"God is in heaven!" answered the little girl in solemn tones, while a sudden gravity gathered over her features.

From lips that burned with blasphemies, amid oaths from the vile, and revilings from the scoffer, had the boy first learned that name, and never before had it possessed aught of import for him. But now he knew it was the name of the Great Father that loved him, and again he asked very earnestly, "Where is the way to God in heaven? I am going to Him now."

The child shook her head as she looked on the boy with a sort of pitying wonder at his ignorance, and again she answered, "You cannot go to Him, but He will come to you if you will call upon Him, and He will hear, though you whisper very low, for God is everywhere."

"Come, come, Miss Ellen, you must not stay here any longer," called the servant, who had been very intent at ranging the cushions in the pew, and who now hurried her little charge through the aisle, apprehensive that some evil might accrue from her contiguity with a "street-beggar."

But the words of the little girl had brought a new and precious light into the boy's heart. That "cardinal explication of the reason," the wondrous idea of the Deity, had found a voice in his soul, and the child went forth from the church, while the golden-winged angel followed him to the dark alley, and the darker home; and that night, before he laid himself on his miserable pallet in the corner, he bowed his head, and clasped his hands, and whispered so that none might hear him, "My Father, will you take care of me, and come and take me to yourself? for I love you." And the angel folded his bright wings above that scanty pallet, and bent in the silent watches of the night over the boy, and filled his heart with peace, and his dreams with brightness.

Six months had rolled their mighty burden of life-records into the pulseless ocean of the past. The pale stars of mid-winter were looking down with meek, seraph glances over the mighty metropolis along whose thousand thoroughfares lay the white carpet of the snow-king; and Boreas, loosed from his ice caverns on the frozen floor of the Arctic, was holding mad revels, and howling with demoniac glee along the streets, wrapped in the pall shadows of midnight.

Twelve o'clock pealed from the mighty tongue of the time-recorder, and then the white-robed angel of death knocked at the door of two young human hearts, in the great city.

The tide of golden hair flowed over the white pillows of crimson-draperied couch. Shaded lamps poured their dim, silvery glances upon bright flowers and circling vines, the cunning workmanship of fingers in far-off lands, which lay among the soft groundwork of the rich carpet, while small white fingers glided caressingly among the golden hair; and white faces, wild with sorrow, bent over the rigid features of the dying child, and tears, such only as flow from the heart's deepest and bitterest fountains, fell upon the cold forehead and paling lips, as the lids swept back for a moment from her blue eyes, and the light from her spirit broke for the last time into them; the lips upon which the death-seal was ready to be laid, opened; and clear and joyous through the hushed room rang the words, "I am coming! I am coming!" and the next moment the cold, beautiful clay was all which was left to the mourners.

The other, at whose heart the death-angel knocked, lay in one corner of an old and dilapidated room, on a pallet of straw.

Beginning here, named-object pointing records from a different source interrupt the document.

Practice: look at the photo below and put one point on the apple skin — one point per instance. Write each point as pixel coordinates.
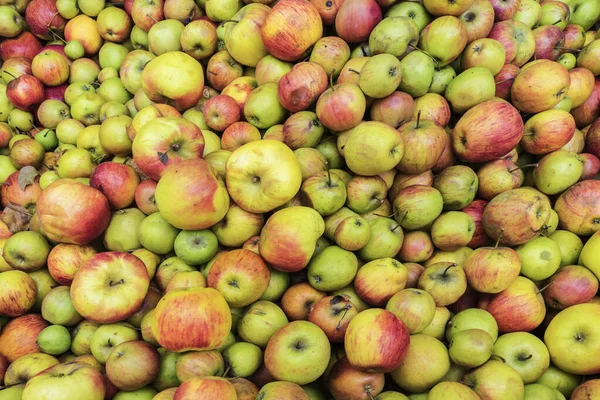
(18, 336)
(506, 217)
(355, 20)
(288, 239)
(185, 84)
(209, 388)
(578, 208)
(381, 351)
(572, 340)
(291, 28)
(25, 45)
(302, 86)
(18, 293)
(348, 382)
(71, 212)
(487, 131)
(519, 307)
(97, 294)
(547, 131)
(202, 313)
(66, 381)
(540, 85)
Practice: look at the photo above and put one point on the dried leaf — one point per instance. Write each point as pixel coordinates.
(27, 176)
(16, 217)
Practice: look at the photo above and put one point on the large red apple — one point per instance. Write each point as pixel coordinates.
(191, 319)
(71, 212)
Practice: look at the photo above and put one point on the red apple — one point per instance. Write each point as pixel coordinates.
(302, 86)
(43, 17)
(487, 131)
(71, 212)
(118, 182)
(384, 348)
(291, 28)
(192, 319)
(356, 19)
(25, 45)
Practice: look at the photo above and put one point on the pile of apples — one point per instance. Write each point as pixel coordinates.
(299, 199)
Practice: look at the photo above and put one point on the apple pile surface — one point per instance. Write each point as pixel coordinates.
(299, 199)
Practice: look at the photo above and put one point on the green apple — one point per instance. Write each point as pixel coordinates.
(557, 171)
(472, 318)
(441, 79)
(471, 348)
(394, 35)
(260, 321)
(559, 380)
(58, 309)
(525, 353)
(156, 234)
(54, 340)
(540, 258)
(26, 251)
(495, 380)
(473, 86)
(109, 336)
(196, 247)
(164, 36)
(113, 90)
(262, 108)
(243, 358)
(412, 10)
(417, 373)
(121, 234)
(326, 279)
(418, 70)
(380, 76)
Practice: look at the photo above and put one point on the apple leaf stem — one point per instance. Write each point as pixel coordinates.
(499, 238)
(510, 171)
(448, 268)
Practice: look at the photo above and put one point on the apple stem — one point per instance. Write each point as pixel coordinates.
(544, 288)
(347, 307)
(152, 18)
(448, 268)
(437, 64)
(331, 79)
(499, 238)
(510, 171)
(567, 48)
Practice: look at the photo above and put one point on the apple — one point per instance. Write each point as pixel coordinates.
(414, 374)
(495, 379)
(191, 303)
(289, 342)
(348, 382)
(68, 381)
(519, 307)
(304, 25)
(414, 307)
(341, 107)
(474, 143)
(184, 69)
(568, 337)
(280, 389)
(355, 20)
(132, 365)
(454, 33)
(424, 142)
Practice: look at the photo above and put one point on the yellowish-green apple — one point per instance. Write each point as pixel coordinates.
(289, 237)
(263, 175)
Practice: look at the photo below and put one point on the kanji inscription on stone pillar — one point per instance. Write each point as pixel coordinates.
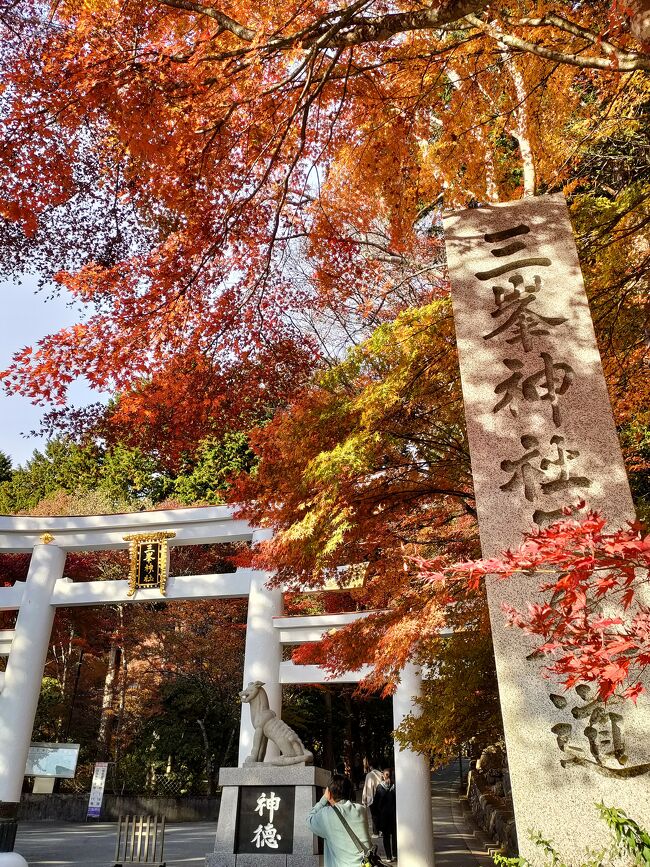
(542, 436)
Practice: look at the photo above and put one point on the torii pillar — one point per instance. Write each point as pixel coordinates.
(412, 782)
(263, 652)
(22, 681)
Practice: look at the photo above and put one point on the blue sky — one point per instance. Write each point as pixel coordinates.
(26, 316)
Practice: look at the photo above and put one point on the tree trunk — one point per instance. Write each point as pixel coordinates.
(209, 770)
(107, 720)
(520, 132)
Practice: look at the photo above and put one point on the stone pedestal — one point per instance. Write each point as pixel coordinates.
(262, 816)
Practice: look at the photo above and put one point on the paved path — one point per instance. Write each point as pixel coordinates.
(456, 843)
(46, 844)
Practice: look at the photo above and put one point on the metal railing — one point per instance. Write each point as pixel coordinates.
(140, 840)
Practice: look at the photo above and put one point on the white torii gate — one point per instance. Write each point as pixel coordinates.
(36, 599)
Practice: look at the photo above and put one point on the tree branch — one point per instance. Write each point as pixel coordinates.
(380, 28)
(620, 62)
(224, 21)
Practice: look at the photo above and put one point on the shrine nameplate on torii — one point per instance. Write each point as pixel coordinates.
(541, 436)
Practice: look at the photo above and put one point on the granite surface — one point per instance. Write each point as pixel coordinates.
(272, 775)
(541, 436)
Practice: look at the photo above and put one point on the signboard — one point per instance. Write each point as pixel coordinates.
(265, 820)
(149, 560)
(52, 760)
(97, 790)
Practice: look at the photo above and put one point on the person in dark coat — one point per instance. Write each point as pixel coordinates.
(386, 812)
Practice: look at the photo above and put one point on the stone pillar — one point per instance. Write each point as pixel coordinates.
(263, 652)
(22, 682)
(541, 437)
(412, 783)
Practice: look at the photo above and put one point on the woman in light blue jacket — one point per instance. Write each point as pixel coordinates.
(340, 849)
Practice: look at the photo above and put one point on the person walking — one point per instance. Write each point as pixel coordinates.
(386, 812)
(339, 849)
(373, 779)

No soft hand wandered caressingly among his dark locks, or cooled with its cold touch the fever of his forehead. The dim, flickering rays of the tallow candle wandered over the features now grown stark and rigid with the death-chill. No grief-printed face bent in anguish above him; no eye watched for the latest breath; no ear for the dying word; but through the half-open door, came to the ear of the dying boy the coarse laugh of the inebriate—the jest of the vile, and the frightful blasphemies of those whose way is the way of death.

None saw the last life-light, as it broke into the dark, spiritual eyes of the boy. None saw the smile that played like the light around the lips of a seraph, about his blue and cold lips, as they spoke exceeding joyfully, "Father! Father, I have called and you have heard me; I am coming to you, coming now; for the angels beckon me;" and the pale clay on that sunken pallet was all that remained of the boy.